New Tilt Fractional-Order Integral Derivative with Fractional Filter (TFOIDFF) Controller with Artificial Hummingbird Optimizer for LFC in Renewable Energy Power Grids

Recent advancements in renewable generation resources and their vast implementation in power sectors have posed serious challenges regarding their operation, protection, and control. Maintaining operating frequency at its nominal value and reducing tie-line power deviations represent crucial factors for these advancements due to continuous reduction of power system inertia. In this paper, a new modified load frequency controller (LFC) method is proposed based on fractional calculus combinations. The tilt fractional-order integral-derivative with fractional-filter (TFOIDFF) is proposed in this paper for LFC applications. The proposed TFOIDFF controller combines the benefits of tilt, FOPID, and fractional filter regulators. Furthermore, a new application is introduced based on the recently presented artificial hummingbird optimizer algorithm (AHA) for simultaneous optimization of the proposed TFOIDFF parameters in the studied two-area power grids. The contribution of electric vehicle (EVs) is considered in the centralized control strategy using the proposed TFOIDFF controller. The performance of the proposed TFOIDFF controller has been compared with the existing tilt with filter, PID with filter, FOPID with filter and hybrid fractional-order with filter LFCs from the literature. Moreover, the AHA optimizer results are compared with the featured LFC optimization algorithms in the literature. The proposed TFOIDFF and AHA optimizer are validated against renewable energy fluctuations, load stepping, generation/loading uncertainty, and power-grid parameter uncertainty.
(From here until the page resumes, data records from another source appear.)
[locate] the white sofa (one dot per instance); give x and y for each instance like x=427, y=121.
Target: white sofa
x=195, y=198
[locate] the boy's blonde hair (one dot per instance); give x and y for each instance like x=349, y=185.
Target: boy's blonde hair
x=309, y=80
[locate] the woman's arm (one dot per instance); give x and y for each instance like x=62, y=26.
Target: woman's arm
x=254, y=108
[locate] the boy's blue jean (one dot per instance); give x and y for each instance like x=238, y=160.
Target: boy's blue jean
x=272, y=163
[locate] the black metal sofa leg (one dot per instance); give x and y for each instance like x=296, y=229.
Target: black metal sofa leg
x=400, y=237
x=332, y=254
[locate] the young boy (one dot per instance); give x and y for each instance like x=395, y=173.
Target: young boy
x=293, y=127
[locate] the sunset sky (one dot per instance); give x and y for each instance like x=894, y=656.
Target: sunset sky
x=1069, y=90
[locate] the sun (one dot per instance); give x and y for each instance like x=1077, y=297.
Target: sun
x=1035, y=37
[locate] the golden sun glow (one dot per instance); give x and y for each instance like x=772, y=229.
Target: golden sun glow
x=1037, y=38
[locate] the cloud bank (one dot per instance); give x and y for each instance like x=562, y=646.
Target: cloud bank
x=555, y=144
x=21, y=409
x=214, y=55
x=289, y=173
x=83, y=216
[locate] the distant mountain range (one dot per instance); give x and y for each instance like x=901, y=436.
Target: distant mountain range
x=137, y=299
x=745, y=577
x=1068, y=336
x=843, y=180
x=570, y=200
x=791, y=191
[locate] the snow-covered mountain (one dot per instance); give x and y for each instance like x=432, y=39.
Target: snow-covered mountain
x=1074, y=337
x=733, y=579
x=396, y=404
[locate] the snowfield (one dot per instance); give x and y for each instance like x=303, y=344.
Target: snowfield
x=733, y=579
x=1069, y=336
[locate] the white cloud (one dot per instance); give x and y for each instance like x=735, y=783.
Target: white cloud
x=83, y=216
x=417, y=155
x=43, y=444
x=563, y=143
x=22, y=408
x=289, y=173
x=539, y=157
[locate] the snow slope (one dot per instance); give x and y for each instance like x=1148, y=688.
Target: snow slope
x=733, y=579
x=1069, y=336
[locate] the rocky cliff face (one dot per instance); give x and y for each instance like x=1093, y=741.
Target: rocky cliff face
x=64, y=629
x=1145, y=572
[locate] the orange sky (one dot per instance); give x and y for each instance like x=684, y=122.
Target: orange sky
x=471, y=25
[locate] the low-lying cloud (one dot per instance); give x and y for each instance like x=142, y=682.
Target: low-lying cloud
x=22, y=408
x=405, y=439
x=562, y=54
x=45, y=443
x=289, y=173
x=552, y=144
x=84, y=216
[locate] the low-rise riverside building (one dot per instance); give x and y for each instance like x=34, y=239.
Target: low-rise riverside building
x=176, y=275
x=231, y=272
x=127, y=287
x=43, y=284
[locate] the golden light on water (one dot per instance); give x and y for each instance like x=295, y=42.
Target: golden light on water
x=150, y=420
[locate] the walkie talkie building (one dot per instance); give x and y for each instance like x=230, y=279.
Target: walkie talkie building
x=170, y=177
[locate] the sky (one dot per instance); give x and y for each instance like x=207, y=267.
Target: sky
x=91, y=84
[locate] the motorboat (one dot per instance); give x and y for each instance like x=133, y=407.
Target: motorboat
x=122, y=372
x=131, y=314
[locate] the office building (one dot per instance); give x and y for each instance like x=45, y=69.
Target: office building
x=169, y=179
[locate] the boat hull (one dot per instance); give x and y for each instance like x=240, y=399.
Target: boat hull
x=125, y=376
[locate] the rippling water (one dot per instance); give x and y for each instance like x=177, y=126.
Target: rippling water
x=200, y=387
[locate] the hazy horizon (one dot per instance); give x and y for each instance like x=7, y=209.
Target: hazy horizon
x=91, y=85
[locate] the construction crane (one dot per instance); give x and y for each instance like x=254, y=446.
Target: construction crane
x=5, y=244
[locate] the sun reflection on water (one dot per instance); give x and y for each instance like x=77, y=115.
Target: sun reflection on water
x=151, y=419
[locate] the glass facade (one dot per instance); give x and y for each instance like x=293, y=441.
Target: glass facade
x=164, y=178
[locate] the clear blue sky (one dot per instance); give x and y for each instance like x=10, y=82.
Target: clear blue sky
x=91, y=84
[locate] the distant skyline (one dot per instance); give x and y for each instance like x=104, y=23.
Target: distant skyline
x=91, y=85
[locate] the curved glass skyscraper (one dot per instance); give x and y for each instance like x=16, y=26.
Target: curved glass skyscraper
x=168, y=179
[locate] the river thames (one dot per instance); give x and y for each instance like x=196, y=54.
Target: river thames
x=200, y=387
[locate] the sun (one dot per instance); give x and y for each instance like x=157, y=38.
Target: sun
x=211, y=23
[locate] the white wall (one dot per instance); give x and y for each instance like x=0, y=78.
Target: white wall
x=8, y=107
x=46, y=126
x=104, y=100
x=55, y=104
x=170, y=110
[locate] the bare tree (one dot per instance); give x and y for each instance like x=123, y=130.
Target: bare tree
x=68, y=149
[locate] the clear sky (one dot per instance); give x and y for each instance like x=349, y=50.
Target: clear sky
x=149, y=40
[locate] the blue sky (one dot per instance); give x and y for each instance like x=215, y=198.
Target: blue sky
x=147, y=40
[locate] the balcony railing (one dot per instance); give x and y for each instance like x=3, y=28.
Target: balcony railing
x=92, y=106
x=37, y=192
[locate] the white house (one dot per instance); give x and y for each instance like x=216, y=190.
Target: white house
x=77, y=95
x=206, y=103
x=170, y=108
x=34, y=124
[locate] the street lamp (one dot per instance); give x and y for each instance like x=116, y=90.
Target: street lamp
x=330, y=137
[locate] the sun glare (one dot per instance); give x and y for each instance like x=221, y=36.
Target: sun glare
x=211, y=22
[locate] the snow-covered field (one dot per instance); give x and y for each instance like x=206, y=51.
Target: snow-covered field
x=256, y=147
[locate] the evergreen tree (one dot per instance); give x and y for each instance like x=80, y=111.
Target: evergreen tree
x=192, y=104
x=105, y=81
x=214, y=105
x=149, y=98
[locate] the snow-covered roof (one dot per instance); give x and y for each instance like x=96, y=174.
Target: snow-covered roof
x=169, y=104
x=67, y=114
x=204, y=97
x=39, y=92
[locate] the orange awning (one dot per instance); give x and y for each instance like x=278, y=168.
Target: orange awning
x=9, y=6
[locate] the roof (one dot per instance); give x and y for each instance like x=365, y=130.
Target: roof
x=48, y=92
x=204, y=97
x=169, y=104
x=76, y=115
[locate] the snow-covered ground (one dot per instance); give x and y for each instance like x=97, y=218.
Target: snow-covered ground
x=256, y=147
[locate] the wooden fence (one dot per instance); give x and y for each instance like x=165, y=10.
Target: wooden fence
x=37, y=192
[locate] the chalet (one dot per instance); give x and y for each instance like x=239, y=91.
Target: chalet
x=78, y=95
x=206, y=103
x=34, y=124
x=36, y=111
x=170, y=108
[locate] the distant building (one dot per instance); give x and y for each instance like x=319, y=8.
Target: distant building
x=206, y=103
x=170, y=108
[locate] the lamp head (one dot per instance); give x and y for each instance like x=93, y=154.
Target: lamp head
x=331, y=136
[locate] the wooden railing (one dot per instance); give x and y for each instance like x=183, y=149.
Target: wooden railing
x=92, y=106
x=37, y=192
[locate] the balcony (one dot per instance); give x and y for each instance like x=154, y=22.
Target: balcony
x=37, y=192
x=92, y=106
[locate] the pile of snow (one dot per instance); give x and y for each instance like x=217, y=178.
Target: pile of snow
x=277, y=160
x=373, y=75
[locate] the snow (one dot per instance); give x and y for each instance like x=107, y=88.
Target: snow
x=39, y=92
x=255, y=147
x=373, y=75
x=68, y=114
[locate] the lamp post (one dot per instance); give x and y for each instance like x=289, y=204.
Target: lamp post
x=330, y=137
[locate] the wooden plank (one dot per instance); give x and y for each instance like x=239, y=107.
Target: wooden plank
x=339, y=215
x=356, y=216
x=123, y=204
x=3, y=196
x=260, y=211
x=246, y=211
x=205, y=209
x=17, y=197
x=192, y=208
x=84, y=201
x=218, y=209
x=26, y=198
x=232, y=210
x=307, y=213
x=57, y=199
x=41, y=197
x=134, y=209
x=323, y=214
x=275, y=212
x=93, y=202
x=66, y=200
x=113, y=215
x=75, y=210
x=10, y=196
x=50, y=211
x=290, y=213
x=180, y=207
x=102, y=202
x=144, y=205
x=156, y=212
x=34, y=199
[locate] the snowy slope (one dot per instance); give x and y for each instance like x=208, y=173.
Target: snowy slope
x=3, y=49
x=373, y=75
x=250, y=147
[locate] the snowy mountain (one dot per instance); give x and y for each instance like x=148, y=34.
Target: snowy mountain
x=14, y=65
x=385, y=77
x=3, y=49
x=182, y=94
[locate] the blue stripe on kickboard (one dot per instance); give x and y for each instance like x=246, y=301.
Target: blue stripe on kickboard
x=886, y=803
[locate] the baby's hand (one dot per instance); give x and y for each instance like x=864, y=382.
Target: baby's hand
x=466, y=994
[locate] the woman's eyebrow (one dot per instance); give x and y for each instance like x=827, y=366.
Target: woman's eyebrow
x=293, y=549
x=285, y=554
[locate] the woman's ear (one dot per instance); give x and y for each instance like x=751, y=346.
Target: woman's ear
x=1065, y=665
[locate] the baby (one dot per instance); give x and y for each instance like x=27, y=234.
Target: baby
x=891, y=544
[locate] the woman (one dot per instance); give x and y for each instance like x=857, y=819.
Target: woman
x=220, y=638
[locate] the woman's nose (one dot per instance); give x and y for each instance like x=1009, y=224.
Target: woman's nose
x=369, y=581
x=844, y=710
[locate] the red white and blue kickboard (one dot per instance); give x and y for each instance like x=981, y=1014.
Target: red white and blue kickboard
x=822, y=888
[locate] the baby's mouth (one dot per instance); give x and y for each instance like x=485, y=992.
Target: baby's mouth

The AHA optimizer is compared with the widely-used optimizers in the literature, including the PSO, ABC, BOA, and AEO optimizers at the IAE, ISE, ITAE, and ITSE objectives. For instance, the proposed AHA method has a minimized IAE after 34 iterations of 0.03178 compared to 0.03896 with PSO, 0.04548 with AEO, 0.04812 with BOA, and 0.05483 with ABC optimizer. Therefore, fast and better minimization of objective functions are achieved using the proposed AHA method.